Thursday, December 1, 2011

A Birthday Without a Card

I am so sad. It's December, which usually means a lot of celebrating. However, this year December is bringing a lot of pain. My birthday is in a couple of weeks, and it will be the first year of my life that I will not be getting a Birthday card from my Grandma. It breaks my heart. She always found the card that said what she wanted it to say, and she would cross out and write in different words if it wasn't exactly what she wanted to say. She would also underline words in the pre-printed text that meant a lot to her. I'm not one to save cards, but I saved last years because she wrote such a special note in it. Last year, she wrote, "Happy Birthday, you have been such a Blessing and for all the Love and Joy you have given to us. God bless you." How that both rips my heart out and brings me such joy now. If there is anyone I look like, it's her. If it's anyone I act like, it's her.

I just cannot decorate for Christmas this year. I am doing a small tree and special small decorations just for the kids, but they aren't old enough to know that I would usually have a big tree and tons of decorations up by now. Christmas was Grandma's favorite day of the year. It was obvious she lived for it! She would make 5 different desserts, two different meats, several vegetables and whatever else necessary so that everyone there had something on the table that was their favorite. She greatly treasured her family, and it was especially obvious on this day. Just two weeks before she died, I sat with them at dinner while they ate and was coordinating with my Uncle over the phone when we would all be home for Christmas so that we could all be there together, and she just beamed. I didn't know those plans would never happen...nor did she.
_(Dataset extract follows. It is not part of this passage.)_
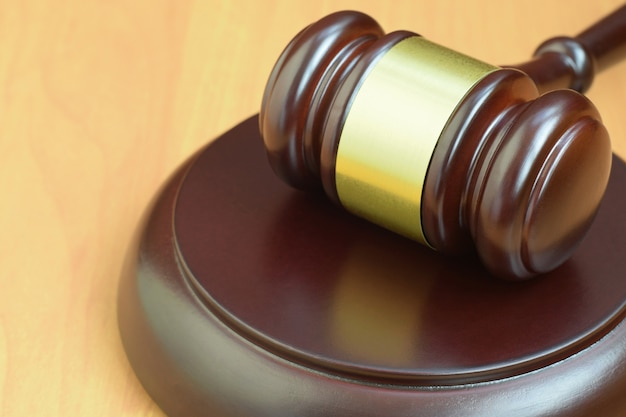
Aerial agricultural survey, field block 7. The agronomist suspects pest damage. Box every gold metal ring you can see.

When our first baby, Hannah, passed away, Grandma called me to tell me how sorry she was and had to hang up the phone because she was crying so much. It touched me at such a deep level. She had lost her first baby too. She understood, and she wept with me. I am so blessed and so grateful that God gave me someone who my heart was linked to and that I got to have her in my life for almost 37 years. I miss her. I love her. And I know she is having her greatest Christmas yet...she is celebrating Jesus' birth WITH Him. For now, I mourn and grieve, but I know time will bring a certain healing. One day, hopefully many years from now, we will celebrate together again in the presence of the One we celebrate during this season.

2 comments:

John Ng said...

While time can't heal all wounds it does allow us the opportunity to remember and reflect upon those good times we have with those that have departed. I often think of my and Irene's dad and how they were in my life. They weren't "card givers" but they were life examples and by their actions and deeds was I blessed. Take care...

Helene said...

Ugh, Heather, this post made my heart ache for you and the loss of your grandmother. She sounds like she was such a sweet, kind woman...someone who obviously meant a lot to you.

I can understand why this Christmas will be difficult for you but hopefully you'll find some joy and happiness in recalling the happy memories you had together during past Christmases together.